Lorsque cela survient, expliquait un vétéran à Hodges « les soldats se mettent à tirer dans tous les sens ». En 2005, l’explosion d’une mine a déclenché chez les Marines américains une folie meurtrière qui a fait 24 victimes civiles à Haditha. Le 4 mars 2007, en Afghanistan, les Marines ont exercé, après un attentat suicide, des représailles, tuant douze civils. Une occupation devient possible seulement quand les occupés en sont réduits à une catégorie les confinant à l’écart du sentiment d’une humanité partagée. Les Irakiens sont devenus des Hajji (désigne un musulman ayant effectué un pèlerinage à La Mecque ; pour les soldats américains, tout civil susceptible de se transformer en ennemi), tout comme il y a deux générations les Vietnamiens étaient devenus des Jaunes. Par ailleurs, la droite israélienne qualifie quotidiennement les Palestiniens de cafards.

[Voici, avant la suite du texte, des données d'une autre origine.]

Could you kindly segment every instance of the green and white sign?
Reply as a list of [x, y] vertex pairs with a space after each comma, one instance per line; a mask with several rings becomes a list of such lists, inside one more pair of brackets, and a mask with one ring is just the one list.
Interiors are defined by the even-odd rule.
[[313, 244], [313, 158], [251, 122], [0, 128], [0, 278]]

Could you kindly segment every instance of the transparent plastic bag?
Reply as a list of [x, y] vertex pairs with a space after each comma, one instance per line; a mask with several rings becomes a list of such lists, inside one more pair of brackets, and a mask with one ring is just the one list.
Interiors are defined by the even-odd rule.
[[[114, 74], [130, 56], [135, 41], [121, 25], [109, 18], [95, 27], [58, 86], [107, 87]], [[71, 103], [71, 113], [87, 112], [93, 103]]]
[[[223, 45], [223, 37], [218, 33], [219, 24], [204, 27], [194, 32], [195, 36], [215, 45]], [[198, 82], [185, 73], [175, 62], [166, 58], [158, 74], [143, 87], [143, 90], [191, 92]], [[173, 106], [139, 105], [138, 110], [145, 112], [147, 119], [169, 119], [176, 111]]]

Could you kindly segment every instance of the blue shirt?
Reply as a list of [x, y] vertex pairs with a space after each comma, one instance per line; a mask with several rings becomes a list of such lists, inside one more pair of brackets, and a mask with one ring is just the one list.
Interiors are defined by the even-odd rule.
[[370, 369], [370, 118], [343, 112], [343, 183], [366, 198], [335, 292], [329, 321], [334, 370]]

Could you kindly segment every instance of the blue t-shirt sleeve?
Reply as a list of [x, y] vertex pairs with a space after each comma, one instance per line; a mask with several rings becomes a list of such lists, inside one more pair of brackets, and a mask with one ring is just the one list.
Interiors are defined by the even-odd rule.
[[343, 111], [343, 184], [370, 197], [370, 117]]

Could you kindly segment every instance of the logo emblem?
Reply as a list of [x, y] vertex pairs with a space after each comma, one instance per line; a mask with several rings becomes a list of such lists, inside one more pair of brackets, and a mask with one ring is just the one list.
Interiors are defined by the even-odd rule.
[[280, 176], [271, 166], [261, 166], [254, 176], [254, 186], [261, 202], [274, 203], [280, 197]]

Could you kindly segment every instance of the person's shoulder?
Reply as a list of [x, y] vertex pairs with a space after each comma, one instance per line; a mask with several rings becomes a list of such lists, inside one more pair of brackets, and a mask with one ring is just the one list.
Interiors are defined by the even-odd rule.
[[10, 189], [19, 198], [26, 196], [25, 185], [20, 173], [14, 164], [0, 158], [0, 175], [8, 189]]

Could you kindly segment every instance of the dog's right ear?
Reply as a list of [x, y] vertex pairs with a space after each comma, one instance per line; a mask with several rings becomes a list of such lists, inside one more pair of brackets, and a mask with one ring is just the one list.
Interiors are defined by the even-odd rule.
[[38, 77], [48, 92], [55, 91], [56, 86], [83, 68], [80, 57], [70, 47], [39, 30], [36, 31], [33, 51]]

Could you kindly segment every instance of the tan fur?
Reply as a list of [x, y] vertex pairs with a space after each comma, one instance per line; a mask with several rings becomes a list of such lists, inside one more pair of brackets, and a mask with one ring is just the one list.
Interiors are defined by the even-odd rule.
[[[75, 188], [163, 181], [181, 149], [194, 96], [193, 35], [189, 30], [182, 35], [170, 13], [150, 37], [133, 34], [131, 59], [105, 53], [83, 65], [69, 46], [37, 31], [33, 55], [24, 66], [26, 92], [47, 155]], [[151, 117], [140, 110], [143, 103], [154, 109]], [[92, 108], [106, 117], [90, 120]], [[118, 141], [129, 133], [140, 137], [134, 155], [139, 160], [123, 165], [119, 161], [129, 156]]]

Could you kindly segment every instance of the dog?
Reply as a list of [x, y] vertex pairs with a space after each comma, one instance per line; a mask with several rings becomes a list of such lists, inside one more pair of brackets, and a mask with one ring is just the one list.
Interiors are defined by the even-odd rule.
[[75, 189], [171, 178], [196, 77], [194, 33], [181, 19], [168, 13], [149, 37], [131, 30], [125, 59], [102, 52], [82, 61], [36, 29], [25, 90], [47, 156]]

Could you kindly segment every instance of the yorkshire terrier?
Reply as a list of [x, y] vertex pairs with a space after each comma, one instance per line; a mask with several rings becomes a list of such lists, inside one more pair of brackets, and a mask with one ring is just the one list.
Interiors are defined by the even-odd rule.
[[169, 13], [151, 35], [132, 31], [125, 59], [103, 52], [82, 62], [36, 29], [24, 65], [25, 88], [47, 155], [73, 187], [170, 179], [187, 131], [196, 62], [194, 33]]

Très vite, tous deviennent ennemis.

Après que seize personnes eurent été tuées par un hélicoptère de combat américain, le 23 octobre, dans un village au nord de l’Irak, près de Tikrit, les représentants militaires ont affirmé que les morts étaient des insurgés puisque beaucoup d’entre eux étaient des hommes en âge d’être enrôlés, une tranche d’âge qui inclut le tiers de la population irakienne.

Les cœurs et les esprits n’ont pas été conquis, en octobre dernier, près de Tikrit

La mission des soldats

Cependant, gagner le coeur de la population demeure la grande illusion de tout occupant. Témoignant devant le Congrès américain, le secrétaire à la Défense, Robert Gates, affirmait que « les soldats doivent s’attendre à être affectés à la réorganisation des services publics, à la reconstruction des infrastructures et à la promotion des règles de bonne gouvernance ».

Et dans la vraie vie, maintenant

Un sondage mené par le Bureau du Directeur général des services de santé du commandement médicale de l’armée américaine montrait que seulement 38 % des Marines et 47 % des soldats réguliers estimaient que les civils devaient être traités avec dignité. Quelque 55 % des soldats réguliers et 40 % des Marines affirmaient qu’ils rapporteraient le meurtre de civils innocents.
Selon un autre sondage, commandé récemment par les chaînes ABC et BBC, 78 % des Irakiens déclarent que la situation s’aggrave dans l’ensemble du pays, 47 % appuient le retrait immédiat des troupes américaines du pays, tandis que 79 % s’opposent à la présence de la Coalition et 57 % approuvent l’emploi de la violence contre elle.
Ce sont là réunis des facteurs algébriques de l’occupation contre lesquels, conclurait Lawrence, « la pureté des intentions et de l’esprit lutte en vain ».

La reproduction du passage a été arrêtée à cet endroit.